The presence of dyslipidemia and glucose abnormality are related to increased risk for both DM and HTN [7,8]. It has since long been established that dyslipidemia which characterized by low levels of high-density lipoprotein cholesterol (HDL-C), and high levels of total cholesterol (TC), low-density lipoprotein cholesterol (LDL-C), the overproduction of triglycerides (TG), is the cornerstone of arteriolosclerosis and is able to increase prevalence of CVD in high-risk subjects such as those with HTN or DM [9,10,11]. It is well-known that statin medicines mediate the biggest benefit with CVD risk decrease, particularly among subjects with T2DM [12,13,14]. The findings suggest that glucose abnormality per se has an influence on HTN risk [15]. In addition, not only can the aggressive glycemic control lower blood pressure (BP) of ambulatory, but also these medications can be able to postpone the onset and to decrease the mortality of CVD that has important significance in improvement of certain clinical endpoints [16,17]. Similarly, it is reported that the insulin secretion abilities of patients with diabetes ameliorated owing to the appropriate treatment for high levels of fasting plasma glucose (FBG) and TG [8].

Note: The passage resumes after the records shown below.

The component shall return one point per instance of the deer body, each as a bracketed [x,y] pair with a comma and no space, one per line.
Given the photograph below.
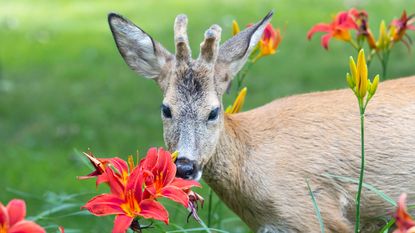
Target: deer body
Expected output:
[265,155]
[258,161]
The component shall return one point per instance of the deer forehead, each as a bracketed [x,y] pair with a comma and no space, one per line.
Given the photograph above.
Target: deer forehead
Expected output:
[192,84]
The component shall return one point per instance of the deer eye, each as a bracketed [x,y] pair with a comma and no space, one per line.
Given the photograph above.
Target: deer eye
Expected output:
[213,114]
[166,111]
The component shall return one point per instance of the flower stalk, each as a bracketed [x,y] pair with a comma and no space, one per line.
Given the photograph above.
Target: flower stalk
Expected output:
[364,90]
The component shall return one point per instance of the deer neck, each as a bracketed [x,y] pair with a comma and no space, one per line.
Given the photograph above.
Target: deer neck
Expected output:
[223,172]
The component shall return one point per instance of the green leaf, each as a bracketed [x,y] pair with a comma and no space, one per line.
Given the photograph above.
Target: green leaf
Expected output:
[368,186]
[386,228]
[320,219]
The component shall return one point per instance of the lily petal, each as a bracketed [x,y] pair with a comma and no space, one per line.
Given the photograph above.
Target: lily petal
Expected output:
[104,204]
[321,27]
[325,40]
[4,216]
[16,210]
[153,209]
[122,223]
[116,186]
[26,227]
[176,194]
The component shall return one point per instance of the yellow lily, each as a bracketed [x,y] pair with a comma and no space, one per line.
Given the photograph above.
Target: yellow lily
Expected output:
[359,74]
[238,103]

The reasonable pathophysiological mechanisms linking HTN, hyperglycemia, dyslipidemia and T2DM are regarded as insulin resistance (IR) and increased oxidative stress and visceral fat accumulation as well as elevated vascular inflammation [18,19,20]. Resent studies have shown that IR is regarded as a crucial mediator of HTN and CVD, and found that IR could be considered as the available risk identifier tool for the prevalence of DM and HTN [21]. In the researches, the glucose clamp technique is employed as the gold standard to assess IR and the insulin resistance (HOMA-IR) is used as the most commonly strategy to measure IR [22]. Nevertheless, in large epidemiological studies, all these techniques may have limitations owing to the prohibitive expense and low feasibility [23]. Thus, we need screening tools that are widely practical and affordable to indicate T2DM with HTN for the general population.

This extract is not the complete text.